SISTEMA FELL: 35%
Shares in Vladimir Yevtushenkov's Sistema Group fell more than 35 per cent this week, amid growing concern that Russian investigators will try to reclaim Rbs140bn ($2.7bn) in dividends that the group has received from its oil company Bashneft .
In October, a Moscow court gave the Russian state permission to seize Bashneft from Sistema, on the grounds that Bashneft's 2003 privatisation was illegal. At the time of the ruling, the Moscow judge hearing the case did not suggest the state would also try to seize Bashneft's dividends. But, this week, the newswire Interfax quoted a source in Russian law enforcement who said prosecutors could choose to pursue Sistema for the money.
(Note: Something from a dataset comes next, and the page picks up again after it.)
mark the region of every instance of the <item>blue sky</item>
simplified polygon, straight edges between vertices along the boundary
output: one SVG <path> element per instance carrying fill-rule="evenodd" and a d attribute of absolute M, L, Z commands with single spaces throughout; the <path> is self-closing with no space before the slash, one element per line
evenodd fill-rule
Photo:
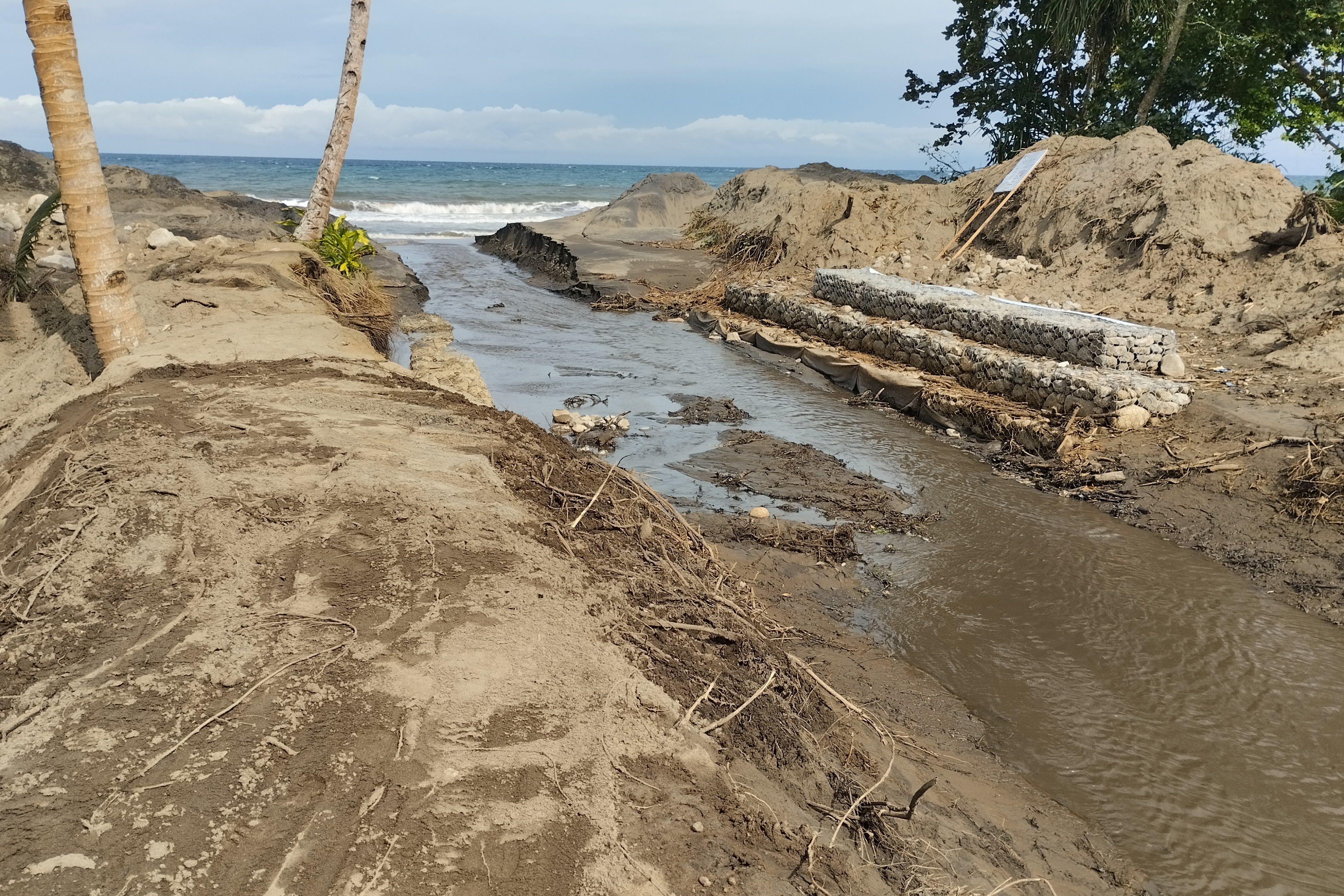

On Friday afternoon, Sistema's London-listed global depositary receipts closed the week down 29 per cent, at $3.52. They have lost more than 80 per cent of their value since Mr Yevtushenkov, Sistema's chairman and largest shareholder, was placed under house arrest on September 16.
Sistema made no comment on the report.
However, members of the Moscow's business community have expressed shock over the case brought against Sistema and its billionaire owner – and suggested that it has dealt a further blow to investor sentiment, at a time when Russia is also coping with economic sanctions, a plummeting rouble and a falling oil price.
Mr Yevtushenkov has been under house arrest since September 16 as part of a money laundering investigation into Bashneft. Sistema and Mr Yevtushenkov have denied any wrongdoing.
In a separate Bashneft case this week, a Moscow court ruled that the transfer of the Trebs and Titov oilfield in Russia's far north to a joint venture between Bashneft and Lukoil had also been illegal. This decision effectively strips Lukoil of its 25 per cent stake in the field, and returns 100 per cent ownership to Bashneft – in effect, the Russian state.
Trebs and Titov was one of the last major Russian oilfields put up for auction, and industry executives say that other companies, including Rosneft, were frustrated when Bashneft won the license in 2010.
The case against Bashneft and Lukoil was brought by Raila Inozemtseva, a 75-year-old who owns 10 shares in Bashneft.
At peak production, Trebs and Titov was due to produce 100,000 barrels of oil a day, or 5m tonnes a year, making it a relatively insignificant part of Lukoil's overall portfolio. However, analysts warned there was a risk that Lukoil may lose its investments in the project to date, which analysts at VTB Capital estimated at $360m.